Decenas de viviendas quedaron anegadas y los cultivos de pancoger fueron arrasados,
dejando a numerosas familias sin sustento ni enseres básicos.
Reportes
De acuerdo con los primeros reportes entregados por las autoridades locales,
las pérdidas económicas serían millonarias debido a la magnitud de los daños.
Organismos de socorro y funcionarios del municipio adelantan la evaluación técnica,
con el fin de establecer un balance oficial y priorizar la atención a los damnificados.
El coordinador para la Gestión del Riesgo de Desastres de Santa Bárbara de Iscuandé,
Weimar Cundumí, calificó el panorama como desalentador tras la emergencia invernal.
El funcionario aseguró que cerca de 1.200 familias resultaron afectadas,
tanto en el casco urbano como en sectores rurales del municipio.
Llamado
Cundumi explicó que fue instalado un Puesto de Mando Unificado (PMU) ,
desde donde se realiza la verificación de daños y la articulación institucional.
Asimismo, se solicitó apoyo urgente al Gobierno Nacional y departamental,
con el propósito de atender de manera oportuna a las comunidades afectadas.
Entre tanto, el Instituto de Hidrología, Meteorología y Estudios Ambientales, Ideam,
advirtió sobre la posible intensificación de la temporada de lluvias.

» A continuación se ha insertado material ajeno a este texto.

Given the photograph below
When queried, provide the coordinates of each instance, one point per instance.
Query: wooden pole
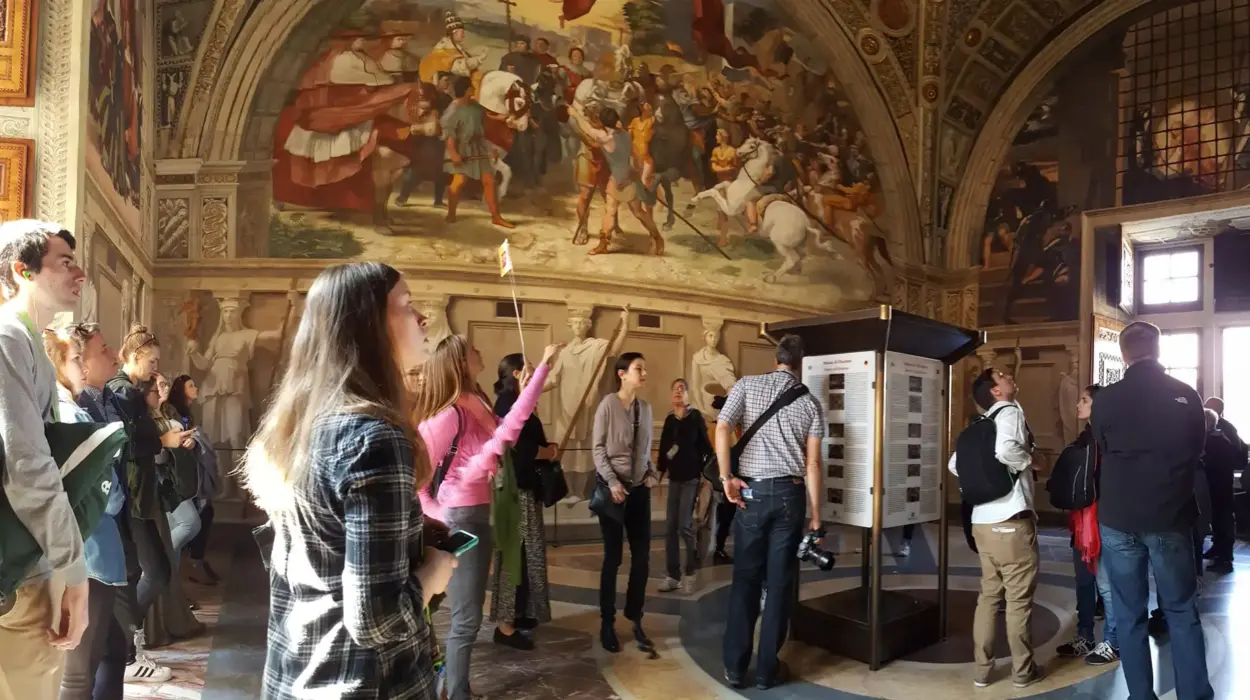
(591, 384)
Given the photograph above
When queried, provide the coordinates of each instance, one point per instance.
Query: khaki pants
(30, 669)
(1009, 569)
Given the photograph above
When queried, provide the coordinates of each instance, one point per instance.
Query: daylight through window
(1170, 278)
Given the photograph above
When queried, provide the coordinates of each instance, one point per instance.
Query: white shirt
(1011, 448)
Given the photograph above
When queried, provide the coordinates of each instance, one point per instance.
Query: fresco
(670, 143)
(115, 101)
(1030, 244)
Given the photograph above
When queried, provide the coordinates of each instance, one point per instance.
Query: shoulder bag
(441, 471)
(711, 468)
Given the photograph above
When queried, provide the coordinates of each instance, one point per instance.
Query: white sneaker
(145, 670)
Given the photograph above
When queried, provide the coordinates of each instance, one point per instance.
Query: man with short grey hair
(1150, 430)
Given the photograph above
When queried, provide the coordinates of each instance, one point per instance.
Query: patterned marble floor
(568, 661)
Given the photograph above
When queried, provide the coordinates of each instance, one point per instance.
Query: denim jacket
(103, 550)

El pronóstico indica que la ola invernal se extendería durante lo que resta de enero,
así como en el mes de febrero en gran parte del departamento de Nariño.
Esta situación mantiene en alerta a las autoridades locales y regionales de la costa nariñense,
quienes evalúan medidas para reducir el impacto de nuevas emergencias.
La comunidad permanece a la espera de ayudas humanitarias y soluciones de fondo,
mientras continúan las lluvias y el riesgo de nuevas crecientes del río Iscuandé.